Trik Fachri untuk mendapatkan sidik jari Arifin berhasil melalui matches. Lukman dan Fachri mulai membuat finger print (sidik jari) Arifin. Lukman, dengan menggunakan keahliannya mencoba bersimulasi membuka brangkas alih-alih sebagai tempat penyimpanan dongle.
Aksi balas dendam benar-benar dimulai oleh Facri dan teman-temannya. Mengetahui hal ini, Arifin seperti kelabakan dan meminta seluruh sistem keamanan kantor lebih diketatkan. Tapi sayang, semua terlambat. Akses penyimpanan dongle dengan sistem keamanan yang dibilang canggih di kantor Arifin berhasil dibobol Fachri. Fachri pun mengambil seluruh akses dongle dan memindahkan  seluruh data ke laptopnya.
Dalam keadaan baku tembak, Imelda Therinne, meminta kepala pasukan keamanan untuk kembali ke kantor dan mengamankan kondisi kantor. Tetapi Arifin bersikukuh agar kepala keamanan tetap menjalankan tugasnya mengejar teman-teman Fachri. Sayang seribu kali sayang, Imelda Therinne, berbalik arah justru membela Fachri.
Tamatlah sudah riwayat perusahaan Trimitra milik Arifin Putra. Fachri berhasil membalaskan dendam dan sakit hatinya kepada Arifin karena Arifinlah yang telah menghancurkan hidup dan perusahaannya.

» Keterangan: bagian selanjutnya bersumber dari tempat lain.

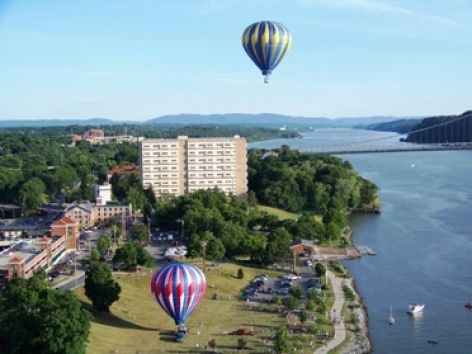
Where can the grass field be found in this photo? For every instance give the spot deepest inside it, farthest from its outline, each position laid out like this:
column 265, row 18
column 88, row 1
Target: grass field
column 281, row 214
column 136, row 324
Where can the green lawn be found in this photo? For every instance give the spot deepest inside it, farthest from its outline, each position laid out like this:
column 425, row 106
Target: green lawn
column 136, row 323
column 281, row 214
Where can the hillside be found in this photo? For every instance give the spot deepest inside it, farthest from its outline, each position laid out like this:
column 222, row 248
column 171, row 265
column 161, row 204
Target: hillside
column 401, row 126
column 443, row 129
column 266, row 120
column 12, row 123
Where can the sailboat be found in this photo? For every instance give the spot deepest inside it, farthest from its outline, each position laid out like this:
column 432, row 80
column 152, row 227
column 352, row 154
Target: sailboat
column 391, row 319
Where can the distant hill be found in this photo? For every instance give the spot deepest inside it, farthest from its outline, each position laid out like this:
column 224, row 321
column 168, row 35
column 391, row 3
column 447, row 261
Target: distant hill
column 11, row 123
column 401, row 126
column 266, row 120
column 443, row 129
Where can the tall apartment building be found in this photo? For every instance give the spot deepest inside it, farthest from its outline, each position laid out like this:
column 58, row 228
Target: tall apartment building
column 185, row 165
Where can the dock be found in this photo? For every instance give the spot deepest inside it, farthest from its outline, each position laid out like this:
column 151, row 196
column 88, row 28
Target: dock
column 366, row 251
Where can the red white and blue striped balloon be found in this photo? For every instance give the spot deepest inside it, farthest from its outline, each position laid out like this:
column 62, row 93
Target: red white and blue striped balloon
column 178, row 288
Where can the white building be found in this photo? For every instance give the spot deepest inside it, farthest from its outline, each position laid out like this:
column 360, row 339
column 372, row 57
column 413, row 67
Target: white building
column 103, row 193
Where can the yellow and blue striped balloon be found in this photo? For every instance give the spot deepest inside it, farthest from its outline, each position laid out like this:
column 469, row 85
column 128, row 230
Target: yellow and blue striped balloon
column 266, row 43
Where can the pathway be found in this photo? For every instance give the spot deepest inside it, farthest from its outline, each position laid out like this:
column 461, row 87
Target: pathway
column 336, row 310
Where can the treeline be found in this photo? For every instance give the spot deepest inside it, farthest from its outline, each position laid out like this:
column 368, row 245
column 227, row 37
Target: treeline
column 35, row 168
column 161, row 131
column 297, row 181
column 220, row 226
column 401, row 126
column 37, row 164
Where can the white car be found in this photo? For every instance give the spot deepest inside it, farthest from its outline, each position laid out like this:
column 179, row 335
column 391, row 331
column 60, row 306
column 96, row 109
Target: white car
column 291, row 277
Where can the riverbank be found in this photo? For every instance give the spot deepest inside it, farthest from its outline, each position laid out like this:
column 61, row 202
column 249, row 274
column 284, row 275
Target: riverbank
column 349, row 317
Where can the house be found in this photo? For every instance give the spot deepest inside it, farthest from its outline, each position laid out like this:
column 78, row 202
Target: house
column 303, row 247
column 122, row 170
column 66, row 227
column 82, row 212
column 23, row 258
column 269, row 153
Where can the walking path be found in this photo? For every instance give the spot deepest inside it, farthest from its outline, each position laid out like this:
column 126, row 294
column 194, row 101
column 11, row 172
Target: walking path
column 335, row 313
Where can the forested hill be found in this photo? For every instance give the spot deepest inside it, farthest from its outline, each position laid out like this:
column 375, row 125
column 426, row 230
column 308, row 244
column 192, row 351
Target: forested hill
column 443, row 129
column 61, row 133
column 297, row 181
column 401, row 126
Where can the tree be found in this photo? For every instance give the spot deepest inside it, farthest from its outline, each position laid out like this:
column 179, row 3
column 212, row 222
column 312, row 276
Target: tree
column 100, row 287
column 281, row 341
column 296, row 292
column 291, row 302
column 252, row 199
column 103, row 244
column 139, row 233
column 212, row 344
column 303, row 316
column 278, row 246
column 32, row 195
column 94, row 255
column 320, row 269
column 240, row 273
column 137, row 198
column 37, row 319
column 132, row 255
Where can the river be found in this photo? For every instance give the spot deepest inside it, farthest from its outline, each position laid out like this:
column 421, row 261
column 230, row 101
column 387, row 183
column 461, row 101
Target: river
column 423, row 240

Ya, kisah ini hanya terjadi di film The Professional. Salah satu karya film Heist Movie pertama di Indonesia besutan sutradara Affandi Abdul Rachman dari MNC Pictures. Bintang-bintang yang sudah tidak asing lagi di penikmat film Indonesia, seperti Fachri Albar (Abiyyasa), Arifin Putra (Reza), Lukman Sardi (Cokro), Richard Kyle (Joe), Cornelio Sunny (Ferry), Melayu Nicole Hall (Sophie), dan Imelda Therrine (Nicole). Sementara itu sebagai produser film adalah Toha Essa.

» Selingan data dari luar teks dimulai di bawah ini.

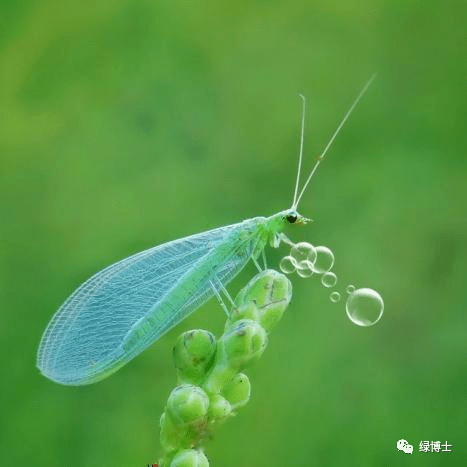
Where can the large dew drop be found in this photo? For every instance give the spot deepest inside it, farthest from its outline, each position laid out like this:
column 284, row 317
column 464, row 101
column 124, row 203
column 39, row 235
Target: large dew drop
column 364, row 307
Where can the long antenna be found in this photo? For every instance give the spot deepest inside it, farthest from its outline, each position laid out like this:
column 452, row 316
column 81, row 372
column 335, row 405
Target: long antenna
column 301, row 149
column 333, row 137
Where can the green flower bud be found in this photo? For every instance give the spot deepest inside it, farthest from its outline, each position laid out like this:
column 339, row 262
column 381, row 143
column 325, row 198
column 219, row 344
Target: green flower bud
column 248, row 310
column 258, row 290
column 190, row 458
column 219, row 407
column 187, row 403
column 238, row 391
column 192, row 353
column 244, row 342
column 172, row 435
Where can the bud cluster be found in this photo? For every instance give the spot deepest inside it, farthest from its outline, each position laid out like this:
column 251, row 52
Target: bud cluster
column 210, row 384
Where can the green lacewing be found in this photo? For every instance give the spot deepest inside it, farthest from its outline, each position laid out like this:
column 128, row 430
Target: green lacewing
column 123, row 309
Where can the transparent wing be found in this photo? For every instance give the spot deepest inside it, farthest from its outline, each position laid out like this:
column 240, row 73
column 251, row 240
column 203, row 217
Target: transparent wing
column 83, row 341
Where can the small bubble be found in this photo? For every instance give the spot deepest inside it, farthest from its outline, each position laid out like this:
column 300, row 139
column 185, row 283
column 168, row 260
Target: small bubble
column 303, row 251
column 288, row 264
column 329, row 279
column 324, row 259
column 305, row 268
column 334, row 297
column 364, row 307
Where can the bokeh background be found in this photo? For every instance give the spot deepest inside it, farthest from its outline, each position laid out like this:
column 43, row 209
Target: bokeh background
column 128, row 123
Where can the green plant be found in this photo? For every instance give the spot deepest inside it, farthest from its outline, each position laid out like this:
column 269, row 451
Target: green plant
column 210, row 384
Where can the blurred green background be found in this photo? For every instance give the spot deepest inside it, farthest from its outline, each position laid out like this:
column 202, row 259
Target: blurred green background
column 129, row 123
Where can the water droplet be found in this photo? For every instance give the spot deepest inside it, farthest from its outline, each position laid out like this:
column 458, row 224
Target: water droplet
column 329, row 279
column 288, row 264
column 324, row 259
column 364, row 307
column 303, row 251
column 335, row 297
column 305, row 268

Inti film ini adalah balas dendam Fachri Albar (Abi) kepada Arifin Putra (Reza) yang menjebloskannya ke penjara. Setelah  masa tahanan Abi selesai, dia ingin menuntuk Reza dan balas dendam pula agar merasakan apa yang pernah Abi rasakan. Mau merasakan  Heist Movie beda dari yang lain? The Professional jawabannya.

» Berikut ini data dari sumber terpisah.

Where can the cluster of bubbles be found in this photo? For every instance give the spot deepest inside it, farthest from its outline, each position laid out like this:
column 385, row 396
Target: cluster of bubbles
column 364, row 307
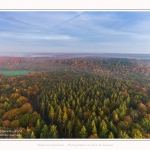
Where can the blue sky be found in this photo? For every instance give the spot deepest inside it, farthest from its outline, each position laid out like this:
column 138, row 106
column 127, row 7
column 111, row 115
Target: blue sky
column 75, row 31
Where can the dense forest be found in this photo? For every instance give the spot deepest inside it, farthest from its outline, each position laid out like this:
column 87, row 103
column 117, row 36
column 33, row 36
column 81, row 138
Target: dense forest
column 88, row 97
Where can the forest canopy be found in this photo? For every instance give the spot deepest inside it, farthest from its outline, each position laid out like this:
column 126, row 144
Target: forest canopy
column 86, row 97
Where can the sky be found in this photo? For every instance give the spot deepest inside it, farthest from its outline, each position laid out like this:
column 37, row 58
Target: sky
column 75, row 32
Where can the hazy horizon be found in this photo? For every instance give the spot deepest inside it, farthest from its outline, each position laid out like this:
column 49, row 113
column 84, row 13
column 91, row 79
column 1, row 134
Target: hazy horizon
column 75, row 32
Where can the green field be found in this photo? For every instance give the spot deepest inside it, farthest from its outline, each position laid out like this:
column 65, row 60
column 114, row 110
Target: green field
column 8, row 73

The Professionals memberi warna baru bagi genre film laga Indonesia, yaitu smart action. Film ini tidak hanya berkutat pada adegan baku tembak tetapi juga menampilkan misteri.

“Film ini bukan dari Novel ataupun kisah nyata, film The Professional murni fiksi dan benar-benar membuat kita exicted sebagai penonton. Dalam film ini akan disajikan sebuah cerita yang ada misterinya, keseruan atau fun dalam cerita dan adanya smart action disatukan menjadi satu packaging yang menarik,” tutup Affandi.